Quaisquer destes veículos que apregoam notícias como verdades imutáveis e legitimam fatos complexos como eventos concretos, isolados de um vasto contexto, geralmente inundados pelas mais profundas perspectivas, acabam, inevitavelmente, com a instigante possibilidade de elevar a mídia à condição de agente propulsora dos debates mais profundos sobre o que é, de fato, intrínseco ao cotidiano da sociedade. Vai saber se as canções de Emicida não são mais efetivas diante desta profusão de ideias, deste amontoado de links, fotos, notas, reportagens e entrevistas sobre o carnaval e sobre o que pessoas absolutamente desinteressantes pensam sobre tudo isto. O que mais parece um classificado de personas non gratas numa busca desenfreada pelo reconhecimento, surge em confetes como estratégia mordaz para consolidar ou definhar celebridades do nosso show biz, e o pior, a partir de interesses aleatórios aos comuns de um público socialmente inerte.

 

No som Quero ver quarta-feira chegar, produzido em parceria com Mat’nália, o rapper Emicida, fenômeno da cena no país, revela-se num trecho: “Vendo a comunidade dar o sangue todo dia. Pras modelete global ser rainha da bateria. Quem tem dinheiro alcança sua fantasia sem zelo. Quem bordou ela, fantasia em sair desse pesadelo...”. Tal como as notícias de jornal servem a interesses econômicos evidentemente estabelecidos pela classe dominante, o rap resiste como uma forma urgente encontrada pela população de baixa renda para se manifestar. Contrapondo ou não, ele é a principal mídia da favela. Crianças, adolescentes, jovens e adultos recitam trechos de composições de artistas como os Racionais MC’s e Sabotage como se fossem retratos noticiosos de algum acontecimento trágico ocorrido em qualquer favela. E talvez seja.
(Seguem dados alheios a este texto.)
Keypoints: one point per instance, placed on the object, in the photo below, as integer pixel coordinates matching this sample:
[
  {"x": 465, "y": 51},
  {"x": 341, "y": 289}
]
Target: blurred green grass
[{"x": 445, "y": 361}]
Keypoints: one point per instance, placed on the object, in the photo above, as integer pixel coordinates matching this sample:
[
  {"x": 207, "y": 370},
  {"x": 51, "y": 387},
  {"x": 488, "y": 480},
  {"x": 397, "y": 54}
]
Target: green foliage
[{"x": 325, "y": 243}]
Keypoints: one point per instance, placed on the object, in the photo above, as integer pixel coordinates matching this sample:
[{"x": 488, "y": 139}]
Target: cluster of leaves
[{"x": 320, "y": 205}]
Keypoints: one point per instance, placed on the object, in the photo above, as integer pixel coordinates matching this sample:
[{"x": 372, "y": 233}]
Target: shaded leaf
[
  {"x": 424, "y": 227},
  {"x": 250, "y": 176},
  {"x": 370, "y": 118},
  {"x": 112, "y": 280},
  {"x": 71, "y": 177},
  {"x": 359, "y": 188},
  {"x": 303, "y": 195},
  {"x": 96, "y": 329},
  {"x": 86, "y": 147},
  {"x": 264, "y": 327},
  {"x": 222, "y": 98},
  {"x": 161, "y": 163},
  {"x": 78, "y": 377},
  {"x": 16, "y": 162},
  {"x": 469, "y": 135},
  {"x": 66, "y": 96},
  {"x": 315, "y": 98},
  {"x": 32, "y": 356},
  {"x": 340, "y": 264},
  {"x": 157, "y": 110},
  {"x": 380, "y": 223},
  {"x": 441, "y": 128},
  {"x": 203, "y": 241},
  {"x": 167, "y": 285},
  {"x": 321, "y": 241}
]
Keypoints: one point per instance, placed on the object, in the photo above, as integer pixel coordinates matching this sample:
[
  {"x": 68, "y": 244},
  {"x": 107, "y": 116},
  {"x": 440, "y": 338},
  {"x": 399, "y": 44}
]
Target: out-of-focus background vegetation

Pois a propósito da desqualificação da chamada grande imprensa na cobertura dos principais acontecimentos dos últimos tempos, existem resistências responsáveis pela revelação de determinadas verdades jamais abordadas pela grande imprensa.

 

A desordem do pagode

 

Enquanto toda esta parafernália da imprensa atua descaradamente em prol de meia dúzia de anunciantes, seus profissionais trabalham estratégias de manter o público amarrado a factoides, deveras, desconcertante, quando as verdadeiras pautas já sabemos quais são. Metade dos principais sites de notícias do país se dedica a esclarecer pontos a respeito da última intriga de algum casal do Big Brother. A outra parte anuncia os destaques das escolas de samba. Enquanto isto os garis param no Rio, trazendo, além dos inevitáveis transtornos, uma pauta que há muito não era discutida. Repercutiu? A sujeira sim. A causa não. Já era de se esperar de uma imprensa que escolhe seus representantes políticos e os apresenta como estandartes de uma nova aurora. Alguém a quem o povo possa recorrer quanto às suas mazelas. Esta mesma mídia que vende é quem compra as demandas de uma classe que insiste em subjulgar a população menos abastada.

 

Desconhecer a luta de classes neste cenário é como abstrair o valor de uma regulamentação estratégica e fundamentalmente necessária para a consolidação dos espaços democráticos, com os quais a sociedade deve interagir. Tal como na publicidade as informações devem ser avaliadas não por governos ou empresas, mas por entidades legítimas, que ao representar devidamente determinado setor, possam, de maneira autônoma, deliberar sob a avaliação sóbria, o jornalismo deve passar substancialmente por este mesmo processo. Sem pensar como a escória da nata, sejamos críticos, sejamos ácidos, sejamos tolos, mas alteremos o status quo. Abalemos a inércia e a lancemos para além desta atmosfera. E que nossa conjuntura seja de vaias como sofreu a Beija Flor este ano ao homenagear a maior emissora de TV do país.